All employees will, at some point, encounter workplace adversities such as work overload, role ambiguity, interpersonal conflict, abusive supervision, or work-family conflict. Thus, there is a critical need to identify pathways through which employees can achieve work effectiveness and wellbeing, despite facing difficulties. Work resilience -- positive adaptation despite adversity at work -- is an advantageous tool that offers a path to success despite adverse experiences. We propose one unexplored way to increase resilience is through recovery, in which non-work time is used to recuperate from fatigue and negative mood built up during the work day. This project's goal is to understand how psychological (e.g., detachment from work, relaxation) and physical (e.g., sleep, exercise) recovery experiences relate to work resilience.
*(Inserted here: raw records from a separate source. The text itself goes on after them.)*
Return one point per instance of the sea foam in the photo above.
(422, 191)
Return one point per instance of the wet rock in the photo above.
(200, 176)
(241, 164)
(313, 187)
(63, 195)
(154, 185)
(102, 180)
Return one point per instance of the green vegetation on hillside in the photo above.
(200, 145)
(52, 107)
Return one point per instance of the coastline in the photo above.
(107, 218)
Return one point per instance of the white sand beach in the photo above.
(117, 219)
Determining behaviors that improve resilience which are under individuals' control during their non-work time has the potential to benefit individuals, teams, and organizations across every occupation.
The goal of this project is to uncover and model the dynamic interrelationship of psychological and physical work recovery experiences with work resilience. This project: 1) assesses potential psychological (fatigue) and physiological (heart rate variability) mechanisms that link work recovery and resilience; 2) examines the differential effects of alternative work recovery experiences (i.e., psychological and physical) on work resilience; and 3) delineates the temporal dynamics between work recovery and resilience, uncovering potential cumulative and reciprocal effects. We will conduct two experience sampling research studies using (a) a sample of traditionally employed participants who work during standard weekly business hours and (b) a sample of shift workers - employees who work alternative shifts that at least partially fall outside the daytime shift range (e.g., night shift and rotating shift employees) - to test the current model. Each study is a four-week daily survey study in a sample of 100 working adults that incorporates both objective behavioral and physiological indicators. By explicating the relative importance of different recovery experiences contributing to work resilience and the dynamic relationship between work recovery and resilience, this project could provide a theoretical foundation to enhance organizational effectiveness and employee wellbeing despite unavoidable adversities. Findings will be shared with research outlets, business practitioners, policy makers, and community members.
This award reflects NSF's statutory mission and has been deemed worthy of support through evaluation using the Foundation's intellectual merit and broader impacts review criteria.